You probably know the kind I mean. Moms sitting in a circle with their bundles of joy laid out before them, shaking their mini Whoozits above their babies’ heads and responding to their coos of joy. Not me. Lucy would have none of that. I’d pace the circumference of the circle with her strapped to me, wishing desperately that I could be a participant in this adult show-and-tell.
One afternoon, when she was just a few months old, a fellow baby-momma invited me to join her mom’s group for coffee at one of their homes and a strange thing happened. Lucy sat on the floor with the other babies, and made barely a peep. It was a beautiful thing. I enjoyed an afternoon of adult-talk. Maybe I should rephrase that. An afternoon of talking with adults … about motor skills, bowel movements, nursing and other baby-related things.
When I got home late that afternoon, I popped Lucy into her bouncy chair. Still not a peep. Too good to be true. I poured myself a glass of red wine. For the first time in weeks I was able to prepare dinner without being forced to stand two-feet away from the stove-top to prevent my baby sling and baby from catching fire. And then my husband came home.
I greeted him with a smile and a kiss, instead of the tears he had come to expect. Right then, he knew something was up. He walked over to Lucy and said hello. She didn’t respond. He snapped his fingers in front of her eyes. Still no response. “There’s something wrong with her,” he said. “How long has she been like this?” Sheepishly, I said, “she’s been quiet all afternoon.”
Five minutes later, we were on our way to emerg. Before I knew it, Lucy was being examined by a doctor while donning the most heart-breakingly small hospital gown. She had a fever. They gave her baby Tylenol and monitored her for a while. Nothing changed. Eventually we were told she could have meningitis, and preparation for a spinal tap began.

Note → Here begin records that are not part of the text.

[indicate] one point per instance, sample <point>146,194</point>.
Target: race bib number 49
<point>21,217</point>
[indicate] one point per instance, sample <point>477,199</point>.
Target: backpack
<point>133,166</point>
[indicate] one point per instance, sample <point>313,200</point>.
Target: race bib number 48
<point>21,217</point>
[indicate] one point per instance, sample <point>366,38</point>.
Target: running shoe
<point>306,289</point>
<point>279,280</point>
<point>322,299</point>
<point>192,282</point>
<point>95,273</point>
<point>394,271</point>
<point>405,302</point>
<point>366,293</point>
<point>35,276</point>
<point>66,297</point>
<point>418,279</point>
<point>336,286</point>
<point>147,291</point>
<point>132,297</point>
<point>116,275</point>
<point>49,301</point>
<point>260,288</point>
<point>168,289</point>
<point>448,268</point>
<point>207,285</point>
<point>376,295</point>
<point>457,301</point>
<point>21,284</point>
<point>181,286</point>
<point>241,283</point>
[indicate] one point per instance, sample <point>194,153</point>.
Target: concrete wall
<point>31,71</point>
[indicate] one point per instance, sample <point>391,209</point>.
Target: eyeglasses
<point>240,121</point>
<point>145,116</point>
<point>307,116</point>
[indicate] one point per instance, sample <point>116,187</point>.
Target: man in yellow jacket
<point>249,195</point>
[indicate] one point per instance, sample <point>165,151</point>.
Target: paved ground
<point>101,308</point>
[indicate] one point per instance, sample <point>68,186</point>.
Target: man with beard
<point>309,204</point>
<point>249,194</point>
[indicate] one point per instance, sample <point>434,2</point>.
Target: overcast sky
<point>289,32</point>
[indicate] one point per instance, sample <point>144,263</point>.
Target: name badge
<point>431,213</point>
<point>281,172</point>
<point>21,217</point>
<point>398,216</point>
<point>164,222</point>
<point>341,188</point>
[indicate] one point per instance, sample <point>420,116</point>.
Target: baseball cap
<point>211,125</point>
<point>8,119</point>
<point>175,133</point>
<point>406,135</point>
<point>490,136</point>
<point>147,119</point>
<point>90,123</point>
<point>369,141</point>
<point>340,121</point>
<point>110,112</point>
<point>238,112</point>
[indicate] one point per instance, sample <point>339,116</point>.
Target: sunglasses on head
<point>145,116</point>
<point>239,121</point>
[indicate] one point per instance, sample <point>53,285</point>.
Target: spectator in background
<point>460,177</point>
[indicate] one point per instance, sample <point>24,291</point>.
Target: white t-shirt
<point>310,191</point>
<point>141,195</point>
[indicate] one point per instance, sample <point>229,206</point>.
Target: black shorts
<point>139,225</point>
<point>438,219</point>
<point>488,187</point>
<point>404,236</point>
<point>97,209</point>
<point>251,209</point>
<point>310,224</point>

I know I don’t need to tell you how petrifying that was. I don’t think I said much in the hospital. I let my husband take control – extremely out of character for me – while my foggy brain tried to make sense of what had happened that day. If you haven’t guessed yet, here’s what I’m pretty sure happened.

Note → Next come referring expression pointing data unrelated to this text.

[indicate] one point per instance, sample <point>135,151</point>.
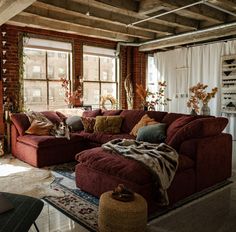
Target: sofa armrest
<point>212,156</point>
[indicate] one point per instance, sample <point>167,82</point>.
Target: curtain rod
<point>210,42</point>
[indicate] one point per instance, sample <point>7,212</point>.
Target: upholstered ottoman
<point>114,215</point>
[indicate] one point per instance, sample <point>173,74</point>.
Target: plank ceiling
<point>187,22</point>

My baby was quiet. Quiet for the first time in months.
Bless her little peanut heart, I was just so worn out from motherhood and I wanted to milk that peace and quiet for all it was worth. I saw my baby in a trance – and I ignored it. I abandoned maternal instinct and played dumb. I didn’t mean to. It just happened. It’s not my proudest moment, and that’s why it’s taken me years to come clean. In fact, I may have never come clean if it weren’t for the fact that just minutes before Lucy was due for her spinal tap, she took a massive, and I mean MASSIVE dump. Her temperature returned to normal. She broke out of her trance, opened her lungs, and belted out the most beautiful song ever.
All of this to say, next time you find yourself drowning in shame, know that you’re not alone. Yes, that’s my biggest parenting fail but it’s definitely not the only one. We mere mortals are going to get it wrong for time to time. Just learn from your mistakes and give yourself a pat on the back for the many things you get right!